On Thursday, Philip Morris lawyer Dan Webb called that decision the "Dr. Fiore flip-flop."
Unlike Fiore's proposal, the $10 billion program would be limited to a certain number of people -- decided by estimating how many smokers may become hooked as a result of any misbehavior by the companies within a year after the trial.
However, Associate Attorney General Robert McCallum told reporters outside the courtroom that the program's services would be open to any of the 45 million smokers in the United States, not just future smokers.
The program could be extended or expanded should cigarette makers continue to misbehave, government lawyer Sharon Eubanks argued.
'The Most Appropriate Strategy'
In February, an appeals court barred the Justice Department from seeking $280 billion in allegedly ill-gotten tobacco profits, saying the law required "forward-looking" remedies. Fiore's proposal was the next most-expensive proposal mentioned in the trial, which started in September.
McCallum resisted the idea that political appointees at the Justice Department had sought to reduce Fiore's proposal, saying they had worked with career employees "to devise the most appropriate strategy."
Myers said government lawyers called him saying "they were uncomfortable" with his recommendations, though they had worked closely together. He said he declined to tone down his testimony, which included a comparison of the 1998 settlement that cigarette makers reached with states and a failed 1997 agreement that would have restricted industry activities. Most of his testimony was eventually thrown out.
Justice Department spokesman Eric Holland said lawyers had asked him to narrow certain proposals because they might have raised First Amendment issues.
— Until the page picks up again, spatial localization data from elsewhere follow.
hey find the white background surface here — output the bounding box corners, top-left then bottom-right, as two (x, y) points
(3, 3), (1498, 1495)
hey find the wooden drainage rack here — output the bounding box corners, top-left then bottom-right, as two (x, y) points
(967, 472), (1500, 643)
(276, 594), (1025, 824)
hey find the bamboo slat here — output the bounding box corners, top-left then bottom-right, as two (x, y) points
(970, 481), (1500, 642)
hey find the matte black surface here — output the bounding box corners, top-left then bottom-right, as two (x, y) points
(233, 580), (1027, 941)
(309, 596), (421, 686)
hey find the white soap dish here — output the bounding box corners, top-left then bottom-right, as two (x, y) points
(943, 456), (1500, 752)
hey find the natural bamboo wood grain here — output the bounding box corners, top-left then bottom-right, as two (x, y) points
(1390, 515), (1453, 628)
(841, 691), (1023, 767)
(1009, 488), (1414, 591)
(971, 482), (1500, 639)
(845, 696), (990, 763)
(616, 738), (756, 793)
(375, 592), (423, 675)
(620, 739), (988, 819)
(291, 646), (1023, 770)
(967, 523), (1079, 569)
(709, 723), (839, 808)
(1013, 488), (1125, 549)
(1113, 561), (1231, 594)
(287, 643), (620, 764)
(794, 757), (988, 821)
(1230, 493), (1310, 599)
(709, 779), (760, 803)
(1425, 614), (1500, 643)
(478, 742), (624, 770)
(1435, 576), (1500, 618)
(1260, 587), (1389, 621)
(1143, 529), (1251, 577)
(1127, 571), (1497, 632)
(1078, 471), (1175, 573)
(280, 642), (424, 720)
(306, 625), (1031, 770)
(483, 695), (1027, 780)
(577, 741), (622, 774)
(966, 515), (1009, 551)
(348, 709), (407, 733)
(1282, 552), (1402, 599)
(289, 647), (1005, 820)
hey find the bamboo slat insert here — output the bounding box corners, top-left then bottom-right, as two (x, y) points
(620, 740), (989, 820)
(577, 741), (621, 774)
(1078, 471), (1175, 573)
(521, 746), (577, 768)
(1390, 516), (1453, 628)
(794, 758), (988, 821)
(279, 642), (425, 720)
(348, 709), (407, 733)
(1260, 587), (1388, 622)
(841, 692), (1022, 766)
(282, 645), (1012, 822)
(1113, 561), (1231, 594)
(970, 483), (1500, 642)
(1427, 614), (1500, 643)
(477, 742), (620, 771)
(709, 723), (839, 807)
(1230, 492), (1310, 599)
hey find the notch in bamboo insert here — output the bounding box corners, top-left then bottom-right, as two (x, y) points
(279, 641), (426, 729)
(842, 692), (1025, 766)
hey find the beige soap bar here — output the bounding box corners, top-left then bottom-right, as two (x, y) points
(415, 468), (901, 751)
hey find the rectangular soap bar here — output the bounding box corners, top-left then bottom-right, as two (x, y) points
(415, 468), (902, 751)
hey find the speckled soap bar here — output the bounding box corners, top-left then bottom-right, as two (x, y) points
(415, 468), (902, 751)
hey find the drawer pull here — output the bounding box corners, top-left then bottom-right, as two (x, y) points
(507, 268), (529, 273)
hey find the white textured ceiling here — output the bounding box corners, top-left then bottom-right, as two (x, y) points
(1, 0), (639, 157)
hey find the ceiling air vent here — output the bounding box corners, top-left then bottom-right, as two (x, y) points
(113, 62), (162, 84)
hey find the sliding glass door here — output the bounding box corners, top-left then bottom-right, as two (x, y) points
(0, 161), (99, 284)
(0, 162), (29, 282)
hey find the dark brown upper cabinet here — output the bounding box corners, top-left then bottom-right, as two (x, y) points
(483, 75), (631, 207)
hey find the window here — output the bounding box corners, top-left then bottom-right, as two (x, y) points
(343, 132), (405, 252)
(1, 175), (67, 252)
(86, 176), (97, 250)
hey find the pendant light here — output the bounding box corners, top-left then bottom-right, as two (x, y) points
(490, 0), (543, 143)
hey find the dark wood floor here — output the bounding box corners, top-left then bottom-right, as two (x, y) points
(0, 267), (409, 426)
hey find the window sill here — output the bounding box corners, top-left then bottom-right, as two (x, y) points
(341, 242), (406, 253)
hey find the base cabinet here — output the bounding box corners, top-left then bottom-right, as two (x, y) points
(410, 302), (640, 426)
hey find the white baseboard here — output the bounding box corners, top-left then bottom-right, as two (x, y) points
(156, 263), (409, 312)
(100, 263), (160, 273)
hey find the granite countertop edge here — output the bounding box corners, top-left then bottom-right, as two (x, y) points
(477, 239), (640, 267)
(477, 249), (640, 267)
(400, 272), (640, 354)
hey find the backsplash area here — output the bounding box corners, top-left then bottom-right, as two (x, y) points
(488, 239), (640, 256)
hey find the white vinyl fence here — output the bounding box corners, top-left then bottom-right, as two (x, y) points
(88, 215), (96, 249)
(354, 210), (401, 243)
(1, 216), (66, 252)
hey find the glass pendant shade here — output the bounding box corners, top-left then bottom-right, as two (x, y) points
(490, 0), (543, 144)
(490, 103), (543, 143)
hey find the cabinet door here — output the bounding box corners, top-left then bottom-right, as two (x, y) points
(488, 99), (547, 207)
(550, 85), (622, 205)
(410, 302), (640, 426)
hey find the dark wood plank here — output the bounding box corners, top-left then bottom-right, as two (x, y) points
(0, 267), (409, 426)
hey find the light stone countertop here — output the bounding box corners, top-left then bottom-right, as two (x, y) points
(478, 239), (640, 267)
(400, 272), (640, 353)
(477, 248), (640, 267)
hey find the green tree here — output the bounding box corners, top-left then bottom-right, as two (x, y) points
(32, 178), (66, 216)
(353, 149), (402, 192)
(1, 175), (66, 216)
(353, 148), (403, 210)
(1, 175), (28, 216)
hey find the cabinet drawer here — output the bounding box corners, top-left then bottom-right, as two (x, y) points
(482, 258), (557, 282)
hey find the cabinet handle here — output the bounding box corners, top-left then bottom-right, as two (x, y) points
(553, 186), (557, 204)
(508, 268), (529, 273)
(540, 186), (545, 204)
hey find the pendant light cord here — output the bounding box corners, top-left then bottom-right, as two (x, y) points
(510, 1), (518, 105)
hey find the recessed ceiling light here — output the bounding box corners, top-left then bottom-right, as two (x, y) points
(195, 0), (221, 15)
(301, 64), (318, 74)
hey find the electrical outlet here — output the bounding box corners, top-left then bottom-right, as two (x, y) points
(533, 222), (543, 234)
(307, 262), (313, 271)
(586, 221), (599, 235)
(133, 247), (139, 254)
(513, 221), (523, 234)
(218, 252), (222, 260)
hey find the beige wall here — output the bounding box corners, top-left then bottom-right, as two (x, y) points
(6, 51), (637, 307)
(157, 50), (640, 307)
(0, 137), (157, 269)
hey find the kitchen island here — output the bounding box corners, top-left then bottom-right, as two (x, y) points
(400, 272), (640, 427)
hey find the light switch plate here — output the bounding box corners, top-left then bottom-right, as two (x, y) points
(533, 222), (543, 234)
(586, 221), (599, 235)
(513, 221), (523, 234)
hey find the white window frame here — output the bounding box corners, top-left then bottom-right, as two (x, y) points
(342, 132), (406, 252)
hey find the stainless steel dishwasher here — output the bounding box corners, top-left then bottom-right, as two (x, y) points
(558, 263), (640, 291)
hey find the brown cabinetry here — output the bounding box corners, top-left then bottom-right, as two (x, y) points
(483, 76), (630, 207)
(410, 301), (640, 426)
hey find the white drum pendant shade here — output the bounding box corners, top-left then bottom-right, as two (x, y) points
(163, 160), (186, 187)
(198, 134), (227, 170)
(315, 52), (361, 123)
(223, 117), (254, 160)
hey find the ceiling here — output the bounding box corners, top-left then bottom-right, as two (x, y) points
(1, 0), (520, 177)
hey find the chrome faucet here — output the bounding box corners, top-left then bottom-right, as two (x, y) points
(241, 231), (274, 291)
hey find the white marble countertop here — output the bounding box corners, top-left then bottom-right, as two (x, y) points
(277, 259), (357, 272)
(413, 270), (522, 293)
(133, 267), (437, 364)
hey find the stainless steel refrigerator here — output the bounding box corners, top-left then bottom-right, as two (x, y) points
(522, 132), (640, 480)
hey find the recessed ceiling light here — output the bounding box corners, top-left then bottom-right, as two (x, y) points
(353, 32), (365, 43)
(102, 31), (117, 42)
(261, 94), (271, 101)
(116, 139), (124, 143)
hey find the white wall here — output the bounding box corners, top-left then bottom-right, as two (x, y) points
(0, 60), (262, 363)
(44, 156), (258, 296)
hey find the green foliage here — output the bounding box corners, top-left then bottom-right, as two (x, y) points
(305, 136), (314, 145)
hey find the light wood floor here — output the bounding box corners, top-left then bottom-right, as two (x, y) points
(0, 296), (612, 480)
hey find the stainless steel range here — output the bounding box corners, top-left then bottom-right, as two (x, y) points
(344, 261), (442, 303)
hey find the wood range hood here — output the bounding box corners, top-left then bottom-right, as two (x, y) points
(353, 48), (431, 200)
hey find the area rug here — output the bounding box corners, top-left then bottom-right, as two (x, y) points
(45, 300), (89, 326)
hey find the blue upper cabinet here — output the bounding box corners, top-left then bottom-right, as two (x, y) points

Fleshing out a previous request for the court-appointed monitor to watch over the companies, Eubanks also suggested the monitor could hire a staff, police the companies, make recommendations for structural changes, and function as a hearing officer if necessary.
Tobacco companies protested that such details had never been mentioned before.
"This is unfolding as we speak," Webb said.
Changed Their Behavior
In closing arguments, the tobacco companies argued the government never proved its claims and that the racketeering statute restricts what Kessler will be allowed to do. In addition, they said the companies have radically changed their behavior in recent years.
"The mammoth, nine-month trial has really been rendered moot by the passage of time," said Philip Morris lawyer Ted Wells.
The defendants in the lawsuit are Philip Morris USA Inc. and its parent, Altria Group Inc.; R.J. Reynolds Tobacco Co.; Brown & Williamson Tobacco Co.; British American Tobacco Ltd.; Lorillard Tobacco Co.; Liggett Group Inc.; Counsel for Tobacco Research-U.S.A.; and the Tobacco Institute.